Leeds United have lost their appeal of Pascal Struikj’s red card for the incident in Sunday’s match against Liverpool that saw 18-year-old midfielder Harvey Elliott sidelined with a left ankle fracture dislocation.
As a result, the violent conduct red card given to the player is upheld and Struijk will miss Leeds’ next three games. Elliott, meanwhile, now faces months of rehabilitation work.
And while many will be quick to argue Struijk didn’t mean to injure Elliott, intent has been taken out of the rules for red card challenges specifically because intent doesn’t matter. Whether it was malicious doesn’t matter. That nobody thinks Pascal Struijk set out to injure Harvey Elliott doesn’t matter.
That it was a tackle from behind, a scissor tackle that saw Struikj go through Elliott to get to the ball while pulling back on his shoulder and pinning Elliott’s ankle with his trailing leg as he followed through, is what matters.
Even with the Premier League attempting to let games flow and call fewer fouls this season, it’s the sort of tackle rightly outlawed in the rules of the game due to the high risk of it leading to injury.

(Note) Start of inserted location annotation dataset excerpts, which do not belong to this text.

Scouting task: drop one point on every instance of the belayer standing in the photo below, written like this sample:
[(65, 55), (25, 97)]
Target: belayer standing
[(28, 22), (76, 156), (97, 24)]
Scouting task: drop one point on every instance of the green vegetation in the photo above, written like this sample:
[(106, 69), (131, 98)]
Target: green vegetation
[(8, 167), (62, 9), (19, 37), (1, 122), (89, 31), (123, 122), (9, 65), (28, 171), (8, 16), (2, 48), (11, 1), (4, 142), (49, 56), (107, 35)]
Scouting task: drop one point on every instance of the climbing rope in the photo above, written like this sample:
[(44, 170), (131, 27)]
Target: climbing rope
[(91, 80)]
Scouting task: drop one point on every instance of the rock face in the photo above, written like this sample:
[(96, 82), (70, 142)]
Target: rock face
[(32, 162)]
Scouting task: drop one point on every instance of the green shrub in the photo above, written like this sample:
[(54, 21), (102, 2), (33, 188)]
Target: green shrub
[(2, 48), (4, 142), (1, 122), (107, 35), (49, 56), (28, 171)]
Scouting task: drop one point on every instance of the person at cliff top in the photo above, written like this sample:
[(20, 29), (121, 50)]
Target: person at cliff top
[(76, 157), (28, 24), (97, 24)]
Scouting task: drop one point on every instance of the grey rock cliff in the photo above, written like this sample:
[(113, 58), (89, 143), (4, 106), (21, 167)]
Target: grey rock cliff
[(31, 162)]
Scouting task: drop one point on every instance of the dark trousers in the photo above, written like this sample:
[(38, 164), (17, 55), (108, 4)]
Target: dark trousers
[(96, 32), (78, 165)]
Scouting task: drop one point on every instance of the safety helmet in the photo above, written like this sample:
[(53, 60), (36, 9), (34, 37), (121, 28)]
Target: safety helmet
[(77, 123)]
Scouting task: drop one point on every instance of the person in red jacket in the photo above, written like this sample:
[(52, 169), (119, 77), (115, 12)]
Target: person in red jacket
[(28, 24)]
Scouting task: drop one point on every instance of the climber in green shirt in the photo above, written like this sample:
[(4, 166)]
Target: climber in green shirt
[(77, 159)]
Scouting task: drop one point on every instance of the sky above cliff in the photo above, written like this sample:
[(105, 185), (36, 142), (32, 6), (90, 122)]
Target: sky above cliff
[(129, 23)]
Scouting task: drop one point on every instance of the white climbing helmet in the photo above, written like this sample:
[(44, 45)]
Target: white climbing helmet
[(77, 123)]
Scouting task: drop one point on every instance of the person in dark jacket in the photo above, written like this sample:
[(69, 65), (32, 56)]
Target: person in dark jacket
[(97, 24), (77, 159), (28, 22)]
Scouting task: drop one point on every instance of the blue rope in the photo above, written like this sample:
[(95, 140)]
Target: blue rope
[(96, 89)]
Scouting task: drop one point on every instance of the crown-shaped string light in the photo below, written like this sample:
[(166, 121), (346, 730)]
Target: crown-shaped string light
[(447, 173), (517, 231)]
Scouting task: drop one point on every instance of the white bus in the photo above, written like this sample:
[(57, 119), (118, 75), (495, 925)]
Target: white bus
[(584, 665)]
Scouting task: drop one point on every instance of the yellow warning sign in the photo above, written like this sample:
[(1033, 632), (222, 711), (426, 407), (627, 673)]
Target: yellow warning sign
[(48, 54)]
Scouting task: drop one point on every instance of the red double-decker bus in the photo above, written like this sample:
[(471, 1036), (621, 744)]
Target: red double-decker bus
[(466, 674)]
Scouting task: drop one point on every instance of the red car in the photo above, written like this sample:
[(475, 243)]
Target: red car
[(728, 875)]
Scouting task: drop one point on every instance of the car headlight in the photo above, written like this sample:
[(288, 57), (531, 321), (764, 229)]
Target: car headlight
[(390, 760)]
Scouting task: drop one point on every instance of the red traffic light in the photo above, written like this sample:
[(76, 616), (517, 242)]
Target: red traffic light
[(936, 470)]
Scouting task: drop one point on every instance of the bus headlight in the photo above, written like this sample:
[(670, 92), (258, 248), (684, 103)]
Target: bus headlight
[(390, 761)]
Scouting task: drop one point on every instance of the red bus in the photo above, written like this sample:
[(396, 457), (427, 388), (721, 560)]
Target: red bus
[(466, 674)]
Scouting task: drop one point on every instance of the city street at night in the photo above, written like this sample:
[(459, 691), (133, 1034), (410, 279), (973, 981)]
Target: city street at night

The league should—and must—seek to discourage such tackles. It must make it clear that there are still lines, and so no matter the intent, crossing those lines and causing injury should and must result in punishment.
That is what has happened in this case. Struikj didn’t intend to cause injury, but his tackle was reckless and did cause it, and that he will miss three games—no more, but also no less—as a result seems entirely suitable.
When players make dangerous tackles there is a risk to the player being tackled. There must also be a risk to the player making the tackle, and today the Premier League confirmed that there is by upholding the Struikj’s red card.